Schermaier / Schmelz: Haftung nach bei Verkauf durch einen Nicht-Österreicher II

In Teil I erläuterten Dr. Schermaier und Mag. Schmelz die Anwendbarkeit des § 1409 ABGB bei Asset-Deals und Share-Deals. Teil II beinhaltet eine Analyse der sich aus dem österreichischen IPRG ergebenden Folgen.

1. Einleitung

In der am 19. Jänner 2010 erschienenen Auflage dieses Newsletters wurde in einem ersten Teil auf § 1409 ABGB eingegangen, der im Fall des rechtsgeschäftlichen Erwerbs eines Unternehmens oder Vermögens unter Lebenden die zwingende pro viribus-Haftung des Erwerbers für die zum Vermögen oder Unternehmen gehörigen Schulden, die der Erwerber bei Übergabe kannte oder kennen musste, anordnet; dem Erwerber steht die Erschöpfungseinrede offen.

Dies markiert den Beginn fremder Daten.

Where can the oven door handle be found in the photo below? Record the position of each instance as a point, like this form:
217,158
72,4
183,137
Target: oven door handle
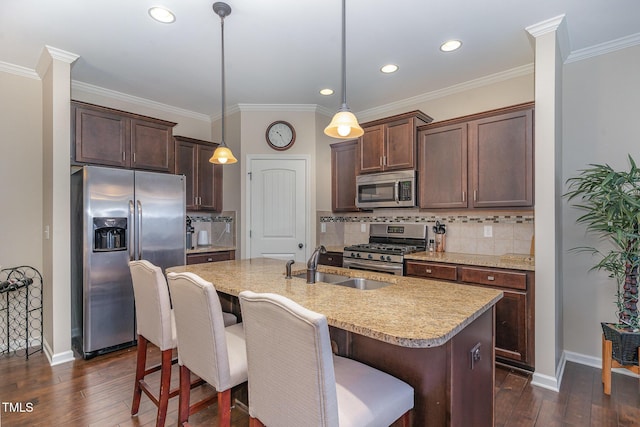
346,263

Fraglich ist im vermehrt auftretenden internationalen Kontext, inwiefern der eine Spezialität des österreichischen Rechts darstellende § 1409 ABGB in Sachverhalten mit Auslandsbezug zur Anwendung gelangt, wobei diese Frage einer Klärung durch die Judikatur harrt. Hierbei wurde vom Beispiel ausgegangen, dass von einem Nicht-Österreicher Geschäftsanteile an einer als GmbH konstituierten Holdinggesellschaft, deren Tätigkeit sich im Management ausländischer Tochtergesellschaften erschöpft, abgetreten werden.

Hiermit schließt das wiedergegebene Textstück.